Di Salvatore Sassano
E poi l’altro carnevale, fatto di poco ma non meno divertente Non c’era l’ansia o lo stress del costume più bello o dell’imminente sfilata, c’era la voglia di dare sfogo a tutto quello che ti passava per la testa, complice l’aria sbarazzina e inibita del periodo carnascialesco.
E allora li cince, che poi erano indumenti non più usati dalle mamme, dalle nonne.E si perché, la prima cosa che ti veniva in mente era quella di vestirti da donna.
E lo facevano in tanti.
Peli orrendi che fuoriuscivano da calze a rete, nasi da cyrano, gambe storte e traballanti complice ‘avvinazzamento generale e via per le case e poi a sfilare inte li chiazze,sul corso, accompagnati da sgangherati e improvvisati musicisti che non beccavano una nota giusta ma non faceva differenza non era quello che contava Non c’era giuria a giudicare.
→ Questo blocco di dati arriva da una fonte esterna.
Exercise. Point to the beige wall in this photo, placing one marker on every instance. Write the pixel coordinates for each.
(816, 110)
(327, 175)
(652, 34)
Chiasso improvvisato e coinvolgente.
Non la passavi liscia se ti trovavi nel loro raggio d’azione; venivi trascinato in quadriglie e tarantelle interminabili e sconclusionate .
Altri spontaneamente si aggregavano anche chi fino a quel momento non aveva mai mosso un passo di una qualche danza.Un frastuono gioioso e partecipato. A guardia di tutto,come a controllare che tutto si svolgesse nel migliore dei modi, l’immancabile zorro di pedeassutte e il garbaldi di tararosse.
Ma poi pian piano la musica diminuiva fino a scomparire e ritornava il silenzio,il deserto e il vento.
Vento ,deserto e silenzio che ormai in quelle strade e su quel corso spoglio e solo la fanno da padrone. Chissà perché????!!!!
Ricordi lontani che nel silenzio delle 3.40 riprendono forma e sono più nitidi.
E li vedo e li sento ancora. Cerco di dormire.